Fabrício Moreira da Costa
(Advogado, contista e membro da Comissão de Prerrogativas da OAB/Subsecção do Vale do Salgado)
O que me traz a esta tribuna livre hoje é um profundo sentimento de alegria, reconhecimento e fé na humanidade.
Compartilho com vocês um fato do meio jurídico que me afagou a alma e massageou o espírito, por seu ineditismo e grandeza humanística. Adianto que não é intenção deste escriba tecer loas gratuitas ou fazer qualquer proselitismo.
O pensador, filósofo e escritor francês Charles-Louis de Secondat, imortalizado como Barão de Montesquieu, cunhou uma frase no século XVIII que desde os tempos de acadêmico de Direito, palpita em minha cabeça e norteia minha carreira de advogado militante nas lides criminais.

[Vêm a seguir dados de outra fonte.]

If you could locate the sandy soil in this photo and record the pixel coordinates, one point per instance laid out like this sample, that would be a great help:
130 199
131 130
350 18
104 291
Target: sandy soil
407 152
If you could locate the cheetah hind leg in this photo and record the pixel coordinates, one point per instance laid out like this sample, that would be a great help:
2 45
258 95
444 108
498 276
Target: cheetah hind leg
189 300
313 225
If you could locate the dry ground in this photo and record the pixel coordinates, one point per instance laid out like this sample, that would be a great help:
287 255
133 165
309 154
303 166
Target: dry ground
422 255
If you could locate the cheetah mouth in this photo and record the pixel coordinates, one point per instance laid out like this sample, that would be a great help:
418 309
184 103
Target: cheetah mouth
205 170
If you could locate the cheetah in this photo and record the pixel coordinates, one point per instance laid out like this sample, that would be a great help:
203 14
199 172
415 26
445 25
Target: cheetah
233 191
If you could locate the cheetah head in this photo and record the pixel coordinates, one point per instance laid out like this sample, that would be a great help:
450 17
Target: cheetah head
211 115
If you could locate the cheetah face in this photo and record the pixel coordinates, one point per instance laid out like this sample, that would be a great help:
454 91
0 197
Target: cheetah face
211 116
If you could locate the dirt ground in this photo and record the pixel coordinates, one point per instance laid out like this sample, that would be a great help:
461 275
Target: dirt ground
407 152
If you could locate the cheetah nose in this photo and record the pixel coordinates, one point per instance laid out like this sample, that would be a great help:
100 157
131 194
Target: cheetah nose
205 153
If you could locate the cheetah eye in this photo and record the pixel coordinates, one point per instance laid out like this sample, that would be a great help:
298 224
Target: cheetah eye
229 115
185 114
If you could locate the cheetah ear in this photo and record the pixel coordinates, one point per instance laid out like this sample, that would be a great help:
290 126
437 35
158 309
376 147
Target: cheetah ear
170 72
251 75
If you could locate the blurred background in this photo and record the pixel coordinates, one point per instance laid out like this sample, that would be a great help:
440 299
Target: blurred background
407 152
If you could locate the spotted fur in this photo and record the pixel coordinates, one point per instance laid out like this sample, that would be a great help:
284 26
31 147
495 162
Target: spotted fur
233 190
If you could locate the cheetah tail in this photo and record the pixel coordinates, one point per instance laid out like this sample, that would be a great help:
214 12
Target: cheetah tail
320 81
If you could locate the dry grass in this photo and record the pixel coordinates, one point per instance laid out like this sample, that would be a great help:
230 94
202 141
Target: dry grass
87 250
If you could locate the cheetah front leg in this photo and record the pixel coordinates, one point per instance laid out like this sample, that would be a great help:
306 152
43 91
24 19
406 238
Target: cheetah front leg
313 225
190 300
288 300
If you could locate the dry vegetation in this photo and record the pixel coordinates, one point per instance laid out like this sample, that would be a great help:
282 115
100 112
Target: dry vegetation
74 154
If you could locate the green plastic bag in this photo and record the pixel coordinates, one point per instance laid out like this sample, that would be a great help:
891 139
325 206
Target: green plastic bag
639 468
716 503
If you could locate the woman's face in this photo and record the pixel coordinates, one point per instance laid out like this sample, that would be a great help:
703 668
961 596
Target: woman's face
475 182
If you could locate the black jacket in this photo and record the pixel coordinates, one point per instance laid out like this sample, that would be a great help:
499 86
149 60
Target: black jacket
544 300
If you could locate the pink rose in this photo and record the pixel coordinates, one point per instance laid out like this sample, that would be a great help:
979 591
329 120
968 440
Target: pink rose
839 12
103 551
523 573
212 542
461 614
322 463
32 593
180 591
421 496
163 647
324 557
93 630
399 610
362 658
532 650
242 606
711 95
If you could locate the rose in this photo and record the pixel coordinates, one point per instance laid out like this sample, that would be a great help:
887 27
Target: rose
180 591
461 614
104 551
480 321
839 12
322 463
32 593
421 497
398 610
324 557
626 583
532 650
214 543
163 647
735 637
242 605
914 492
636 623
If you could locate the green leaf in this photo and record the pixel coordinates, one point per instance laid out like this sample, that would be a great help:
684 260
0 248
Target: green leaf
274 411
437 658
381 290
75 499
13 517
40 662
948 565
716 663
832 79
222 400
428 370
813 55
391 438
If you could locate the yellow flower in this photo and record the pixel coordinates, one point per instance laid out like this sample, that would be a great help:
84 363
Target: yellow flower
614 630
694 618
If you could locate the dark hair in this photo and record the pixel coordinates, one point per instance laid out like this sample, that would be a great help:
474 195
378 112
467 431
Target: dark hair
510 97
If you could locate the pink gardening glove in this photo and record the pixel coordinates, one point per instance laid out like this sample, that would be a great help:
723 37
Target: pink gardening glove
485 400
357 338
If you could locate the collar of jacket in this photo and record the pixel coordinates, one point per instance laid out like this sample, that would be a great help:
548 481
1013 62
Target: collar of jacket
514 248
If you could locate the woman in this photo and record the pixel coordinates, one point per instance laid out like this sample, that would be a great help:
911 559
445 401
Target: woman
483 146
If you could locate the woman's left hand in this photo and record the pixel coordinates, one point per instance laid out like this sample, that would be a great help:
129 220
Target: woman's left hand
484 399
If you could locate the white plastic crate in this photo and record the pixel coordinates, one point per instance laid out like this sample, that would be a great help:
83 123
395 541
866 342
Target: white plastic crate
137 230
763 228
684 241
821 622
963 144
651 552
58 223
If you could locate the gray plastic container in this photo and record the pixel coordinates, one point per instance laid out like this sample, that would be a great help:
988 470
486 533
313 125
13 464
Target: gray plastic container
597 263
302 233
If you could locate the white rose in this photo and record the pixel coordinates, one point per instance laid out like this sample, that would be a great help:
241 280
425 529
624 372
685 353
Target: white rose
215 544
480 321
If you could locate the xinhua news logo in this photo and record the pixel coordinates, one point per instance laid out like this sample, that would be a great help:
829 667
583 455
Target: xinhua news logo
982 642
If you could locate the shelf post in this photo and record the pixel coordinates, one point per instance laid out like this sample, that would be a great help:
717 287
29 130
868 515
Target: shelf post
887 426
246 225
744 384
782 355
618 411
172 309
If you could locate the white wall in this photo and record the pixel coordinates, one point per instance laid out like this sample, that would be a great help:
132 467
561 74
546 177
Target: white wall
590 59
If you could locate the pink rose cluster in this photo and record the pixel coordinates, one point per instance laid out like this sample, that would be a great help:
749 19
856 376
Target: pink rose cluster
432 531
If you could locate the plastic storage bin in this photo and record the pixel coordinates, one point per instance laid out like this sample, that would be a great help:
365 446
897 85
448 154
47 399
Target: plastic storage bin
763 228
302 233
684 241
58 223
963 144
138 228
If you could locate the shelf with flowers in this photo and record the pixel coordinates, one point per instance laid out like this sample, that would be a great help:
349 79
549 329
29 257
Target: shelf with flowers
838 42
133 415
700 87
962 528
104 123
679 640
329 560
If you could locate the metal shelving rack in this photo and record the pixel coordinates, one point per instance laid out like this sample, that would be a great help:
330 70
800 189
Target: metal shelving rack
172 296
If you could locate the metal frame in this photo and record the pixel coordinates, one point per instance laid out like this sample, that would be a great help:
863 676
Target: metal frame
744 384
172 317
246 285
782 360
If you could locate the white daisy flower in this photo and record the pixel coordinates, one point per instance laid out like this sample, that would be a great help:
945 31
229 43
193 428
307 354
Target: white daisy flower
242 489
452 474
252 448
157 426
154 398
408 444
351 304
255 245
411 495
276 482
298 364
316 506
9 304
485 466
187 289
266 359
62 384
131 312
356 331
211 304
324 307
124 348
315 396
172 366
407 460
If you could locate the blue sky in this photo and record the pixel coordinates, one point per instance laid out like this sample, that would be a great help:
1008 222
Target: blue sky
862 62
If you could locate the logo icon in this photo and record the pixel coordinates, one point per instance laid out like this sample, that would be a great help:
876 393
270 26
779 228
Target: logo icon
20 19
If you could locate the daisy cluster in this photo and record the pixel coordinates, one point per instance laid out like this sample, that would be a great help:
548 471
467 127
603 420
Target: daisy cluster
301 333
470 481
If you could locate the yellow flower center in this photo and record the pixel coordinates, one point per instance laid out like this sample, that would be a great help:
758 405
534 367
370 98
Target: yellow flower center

Disse Montesquieu: “A injustiça que se faz a um é uma ameaça que se faz a todos”.
Pois bem!
É partindo desse aforismo que passo a lhes contar o objeto desse artigo, sem antes, evidentemente, rogar o consentimento do Doutor Promotor de Justiça Leydomar Nunes Pereira. No ano de 2009, quando o Doutor Leydomar exercia o cargo de Promotor de Justiça na Comarca de Campos Sales/CE, deparou-se com um processo criminal pelo qual dois rapazes estavam presos em flagrante há mais de 06(seis) meses e denunciados por tráfico de drogas.
Como não era o Promotor do caso à época da prisão, o Dr. Leydomar Pereira debruçou-se no estudo do processo com peculiar percuciência.
Foi aí que história daqueles dois réus mudou de rumo. Com seu acurado senso de justiça e humanismo, o citado representante do Ministério Público constatou que havia nos autos do processo, sobeja prova de aqueles indigitados réus haviam sido torturados pela polícia para confessar o crime de tráfico de entorpecentes.
À época, infelizmente, o processo já estava em fase de julgamento e os dois réus foram condenados e mantidos presos pelo Doutor Juiz de Direito daquela urbe. Até aqui seria mais um dos milhões de casos criminais que pululam nos fóruns e tribunais brasileiros.
Todavia, o Dr. Leydomar num gesto de incomum altruísmo profissional, superior senso de justiça e louvável espírito humanista, irresignado com aquela cristalina injustiça impetrou, ele próprio, um Habeas Corpus no Tribunal de Justiça do Estado do Ceará em favor daqueles réus.
Não conheço a peça de Habeas Corpus, mas pelo cabedal jurídico e intelectual do Dr. Leydomar aliado a convicção do direito que arguia, convenceram o Tribunal de Justiça que concedeu a ordem e restituiu a liberdade daqueles infelizes presos.
O caráter sui generis e o ineditismo do caso ora narrado saltam aos olhos. Mesmo aqueles que não são do meio jurídico sabem que o Ministério Público, enquanto “advogado da sociedade” e fiscal da lei é quem pede a prisão e a condenação dos que cometem algum crime. Porém, quando campeia o arbítrio, o autoritarismo e a injustiça, é nessas horas que afloram os justos e sobressaem os humanos.
O Ministério Público é o dominus litis (dono da ação penal), mas também, e muitos dos seus membros esquecem ou fazem vistas grossas, é custos legis (fiscal da lei ou da legalidade).
O Dr. Leydomar encarna o espírito do verdadeiro promotor de justiça; aquele que promove a justiça, independente do sistema estatal ou da opinião de quem quer que seja.
Confesso que, nos meus quase 30(trinta) anos de militância na advocacia jamais vi um Promotor de Justiça impetrar um Habeas Corpus para soltar um preso!
Esse louvável e memorável fato me remete a história do moleiro de Sans-Souci, da obra de François Andrieux e a célebre frase: “Ainda há juízes em Berlim”.
Parafraseando ou fazendo o trocadilho, o caso aqui narrado e a atitude incomum, altiva, heterodoxa, humanista e, principalmente, JUSTA do Promotor de Justiça Leydomar Nunes Pereira nos autoriza (porque não?) a dizer: “Ainda há promotores de justiça no Brasil!”